Il fumettaro medio è mediamente rockettaro. Guarda i blog della maggior parte di essi: rock pesante, metallo, robe sempre più esagerate. Raramente viene esternata una vera passione per il rap, nonostante io sappia per certo che alcuni di loro gradiscono le cose buone che l'hip hop è ancora in grado di proporre. Forse oggi - con l'allargarsi di un'intera generazione di b.boys fagiani cresciuti con il mito delle catene d'oro, delle belle fighe, del dissing sfrenato - nel rock è più facile ritrovare una sana credibilità. Forse è solo per questo, non saprei. Ad ogni modo, così su due piedi mi viene in mente che al buon Giorgio Santucci piacciono le produzioni del Truce Klan e tutta quella situazione lì (che io invece non amo granché); e poi non dimenticherò mai che due album straordinari come "Wu Tang Forever" del Wu Tang Clan e "All eyez on me" di Tupac Shakur me li ha regalati il Rrobe nazionale, ed erano proprio i suoi!

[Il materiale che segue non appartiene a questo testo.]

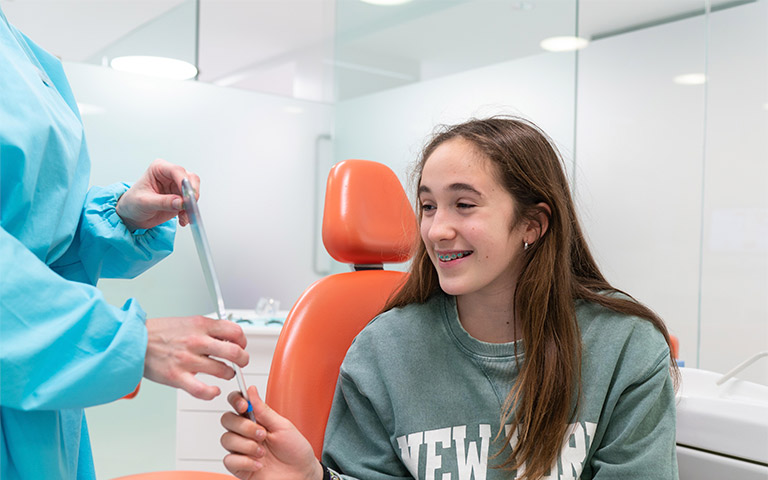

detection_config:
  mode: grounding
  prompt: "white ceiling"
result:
[0,0,744,101]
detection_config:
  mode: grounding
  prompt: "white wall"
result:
[333,53,575,278]
[65,64,332,478]
[576,0,768,383]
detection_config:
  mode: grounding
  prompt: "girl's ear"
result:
[525,202,552,244]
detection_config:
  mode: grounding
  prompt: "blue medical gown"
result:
[0,11,176,480]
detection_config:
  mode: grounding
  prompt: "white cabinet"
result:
[176,310,285,473]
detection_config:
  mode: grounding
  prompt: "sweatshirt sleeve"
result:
[591,351,678,480]
[323,371,413,480]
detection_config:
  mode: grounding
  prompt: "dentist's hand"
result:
[116,159,200,231]
[221,386,323,480]
[144,315,248,400]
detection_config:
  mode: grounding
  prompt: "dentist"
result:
[0,10,248,480]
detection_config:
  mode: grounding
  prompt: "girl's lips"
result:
[435,250,472,262]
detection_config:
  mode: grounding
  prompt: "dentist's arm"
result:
[144,316,248,400]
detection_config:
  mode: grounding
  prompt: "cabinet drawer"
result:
[176,459,230,480]
[176,373,267,412]
[176,411,228,462]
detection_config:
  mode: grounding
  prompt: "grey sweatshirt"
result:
[323,294,677,480]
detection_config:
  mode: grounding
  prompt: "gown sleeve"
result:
[0,189,175,410]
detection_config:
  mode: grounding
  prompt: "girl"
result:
[222,117,677,480]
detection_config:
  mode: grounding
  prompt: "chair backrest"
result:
[266,160,417,458]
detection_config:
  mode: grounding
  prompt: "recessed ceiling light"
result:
[539,37,589,52]
[77,102,107,117]
[109,55,197,80]
[672,73,707,85]
[360,0,412,5]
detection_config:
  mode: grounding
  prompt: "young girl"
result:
[222,117,677,480]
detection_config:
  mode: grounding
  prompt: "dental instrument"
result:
[181,178,256,423]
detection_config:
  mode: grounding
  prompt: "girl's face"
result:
[419,138,526,300]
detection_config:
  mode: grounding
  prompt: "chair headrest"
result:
[323,160,418,265]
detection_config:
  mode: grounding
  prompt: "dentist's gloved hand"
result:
[144,315,248,400]
[116,159,200,231]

wu-massacreCon l'avvento di internet è messo peggio l'hip hop (e la musica in generale) o i fumetti? Oppure siamo noi a farci tanti segoni mentali?

Opterei per i segoni mentali. Ma dovendo scegliere tra i due, è messa peggio la musica.

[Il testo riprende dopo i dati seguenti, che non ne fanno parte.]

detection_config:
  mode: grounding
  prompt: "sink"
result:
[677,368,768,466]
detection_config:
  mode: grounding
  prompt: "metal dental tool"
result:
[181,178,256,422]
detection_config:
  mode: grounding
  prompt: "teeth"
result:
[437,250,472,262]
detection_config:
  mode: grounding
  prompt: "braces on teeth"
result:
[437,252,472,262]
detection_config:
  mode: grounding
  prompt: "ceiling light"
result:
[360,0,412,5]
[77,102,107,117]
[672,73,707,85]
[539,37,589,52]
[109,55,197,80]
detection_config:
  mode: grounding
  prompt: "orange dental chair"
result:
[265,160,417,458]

È necessaria a questo punto la classica domanda con una variante: quali sono i 5 fumetti ed i 5 CD che porteresti nell'isola deserta e come li abbineresti?

Selezioni di questo genere mi mettono SEMPRE in grande difficoltà, perché sembrano scelte assolute. Ma facciamo conto che si tratti di un gioco. E dunque, in ordine assolutamente casuale: (1) tutto il Corto Maltese di Hugo Pratt, (2) tutto il Sandman di Neil Gaiman e mettiamoci pure (3) il Dark Knight - solo il primo! - di Miller, poi (4) almeno un libro di Josè Munoz e (5) uno di Jordi Bernet… Ma vedi che ne ho già raggiunti 5 senza aver nemmeno cominciato? Non ho nemmeno fatto in tempo a dire Moebius, Juan Gimenez, Art Spiegelman, Alan Moore, Dave McKean, David Mazzucchelli, Danijel Zezelj, Andrea Pazienza o Will Eisner, accidenti! O parlarti della mia grande passione per la Vertigo (anche su serie molto recenti). Mi risulta inoltre ancor più difficile "abbinarli" ad altrettanti album hip hop, anche perché in alcuni casi (vedi Pratt o Munoz) sarebbero più adatti ben altri generi musicali. Faccio prima a risponderti con i 5 album che rietengo f.o.n.d.a.m.e.n.t.a.l.i (tra i 10 che avevo pubblicato tempo fa sul mio blog) e cioè (1) "The low end theory" degli A Tribe Called Quest + (2) "Black on boh sides" di Mos Def + (3) "Endtroducing" di Dj Shadow" + (4) "The miseducation of" di Lauryn Hill + (5) "Illmatic" di Nas… Ma anche in questo caso avrei già finito prima ancora di nominare Tupac, Notorious B.I.G., Guru e Dj Premier, i De La Soul e mille altri, senza nemmeno entrare nel territorio del SOUL, che non finiremmo davvero più!!!